Things about Working as an Architect I Wish I’d Known When I Was 25 (Part I)
When we finish university and start working, we start out from zero. Our dreams are reset. “I’m going to show them what I’m made of”, I told myself when I started my first work placement.
I immediately realised that the rules of the game are different from those at university. To ensure my continuity in a studio, I not only had to be able to use computer programmes and hand in good drawings; I also needed to gain experience, to specialise and, equally if not more importantly, to develop my personal skills – to be punctual, be good at things like prioritising tasks and working in a team.
Not showing those skills could mean not being offered the chance to keep working in the same place. But you’re not taught that at architecture school.
From my point of view, it’s very important, right from the start of your working life, to knuckle down to different tasks that will let you find out what you might be good at. When I started, I didn’t know my strengths, but the different tasks I was faced with got me involved in commercial and management-related activities (among others) and helped me discover my aptitudes.

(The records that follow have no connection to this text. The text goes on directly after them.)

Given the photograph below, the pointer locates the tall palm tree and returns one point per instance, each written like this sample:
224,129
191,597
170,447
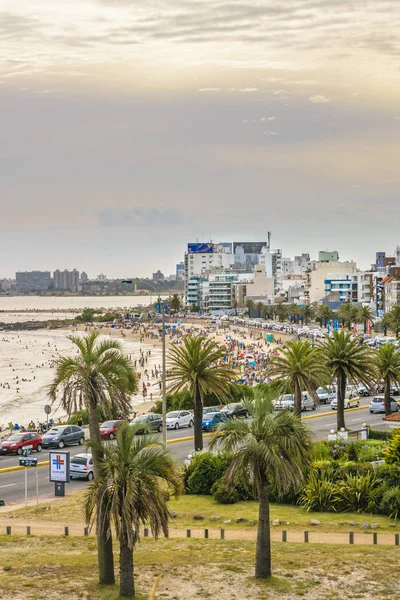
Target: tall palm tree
100,375
394,315
388,368
176,303
365,314
299,368
132,486
307,312
324,314
197,366
261,309
249,304
348,361
271,450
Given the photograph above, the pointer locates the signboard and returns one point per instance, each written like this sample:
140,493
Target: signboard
201,248
28,462
59,466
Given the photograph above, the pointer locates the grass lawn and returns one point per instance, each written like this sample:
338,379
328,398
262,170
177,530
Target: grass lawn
40,568
67,511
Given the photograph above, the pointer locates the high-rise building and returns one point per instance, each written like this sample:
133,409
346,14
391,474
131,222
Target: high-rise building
32,281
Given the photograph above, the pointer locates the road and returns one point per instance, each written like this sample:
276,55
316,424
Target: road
12,485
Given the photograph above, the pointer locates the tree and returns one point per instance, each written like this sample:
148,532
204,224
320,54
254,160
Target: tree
307,312
324,314
388,368
270,451
135,473
249,304
99,376
261,309
299,368
176,303
347,361
394,319
365,314
197,366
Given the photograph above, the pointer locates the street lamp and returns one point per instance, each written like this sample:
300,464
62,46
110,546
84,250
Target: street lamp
163,375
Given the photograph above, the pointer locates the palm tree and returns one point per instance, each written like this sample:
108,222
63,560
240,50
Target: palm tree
388,368
324,314
270,451
100,376
365,314
307,312
394,315
135,472
176,303
197,366
299,368
249,304
261,309
348,361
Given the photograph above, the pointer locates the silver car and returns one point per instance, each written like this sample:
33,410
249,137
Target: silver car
377,404
81,467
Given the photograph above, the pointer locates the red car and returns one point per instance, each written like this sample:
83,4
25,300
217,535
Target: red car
108,429
18,441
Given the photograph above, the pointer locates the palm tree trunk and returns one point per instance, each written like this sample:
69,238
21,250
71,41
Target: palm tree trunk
388,409
263,548
198,420
104,540
126,573
297,400
341,383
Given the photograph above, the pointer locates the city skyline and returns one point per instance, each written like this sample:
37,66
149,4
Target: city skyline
129,129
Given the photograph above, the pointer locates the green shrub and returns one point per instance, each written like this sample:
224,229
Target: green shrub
392,452
360,493
224,495
390,503
319,493
206,468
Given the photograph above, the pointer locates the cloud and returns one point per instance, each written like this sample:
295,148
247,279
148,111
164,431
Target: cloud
319,99
137,217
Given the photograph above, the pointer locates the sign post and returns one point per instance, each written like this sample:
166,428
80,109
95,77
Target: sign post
28,462
59,471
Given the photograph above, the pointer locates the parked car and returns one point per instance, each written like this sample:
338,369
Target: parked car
208,409
81,467
179,418
150,422
108,429
325,396
17,442
287,401
351,399
234,410
377,404
211,420
63,435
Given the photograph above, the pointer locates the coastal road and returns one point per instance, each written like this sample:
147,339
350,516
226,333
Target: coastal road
12,486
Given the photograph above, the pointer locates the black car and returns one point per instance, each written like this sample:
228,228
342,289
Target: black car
151,422
234,410
63,435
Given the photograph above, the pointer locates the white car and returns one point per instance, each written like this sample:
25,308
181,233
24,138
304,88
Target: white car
179,418
351,400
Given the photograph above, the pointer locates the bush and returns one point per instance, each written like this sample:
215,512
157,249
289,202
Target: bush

After an inevitable initial process of learning and adaptation, I even ended up enjoying doing certain things which at the beginning I found very difficult. That made me understand the importance of confronting those aspects of the profession that scared me, those that made me feel insecure, in the knowledge that in time they would gradually become less intimidating. Picking up the telephone to arrange something, for example, was for me absolutely terrifying. But with practice, I even got to like it.
I’ve always aspired to be (and to know when I need to be) patient and level-headed. Many of us have experienced situations that made us consider the pros and cons of throwing in the towel, especially when subjected to a lot of stress or if our professional activity generates a lot of personal benefits.
When we feel sorry for ourselves and listen to the little voice in our head saying, “I don’t’ have to put up with this” or “this isn’t fair”, we may end up straying from our true objectives. Once, a long time ago, I walked out of a job because (among other reasons) I found it very hard to withstand workplace harassment by one of my bosses. But after making that decision, I didn’t feel any better, and I immediately realised my reaction had done nothing to help me learn how to find a solution to the situation.
Later, in another job, destiny placed another conflictive situation in my path. This time I decided to handle it differently. I chose not to get emotional. Instead, I just avoided responding to the provocations and continued to work hard, completing my hours and fulfilling my obligations. I decided not to run away. Months later, my effort was rewarded.
I learned that it’s important to face up to difficulties in order not to make the same mistakes. Strangely enough, the same stumbling block seems too arise over and over again, several times, in different forms, until you finally overcome it. So the sooner you deal with it, the better, regardless of whether you’re a freelancer or a salaried employee. I’ve experienced both types of work – being under contract and doing my VAT return every three months. I’ll tell you about that in another post. In the meantime, I’ll keep practicing being patient and level-headed.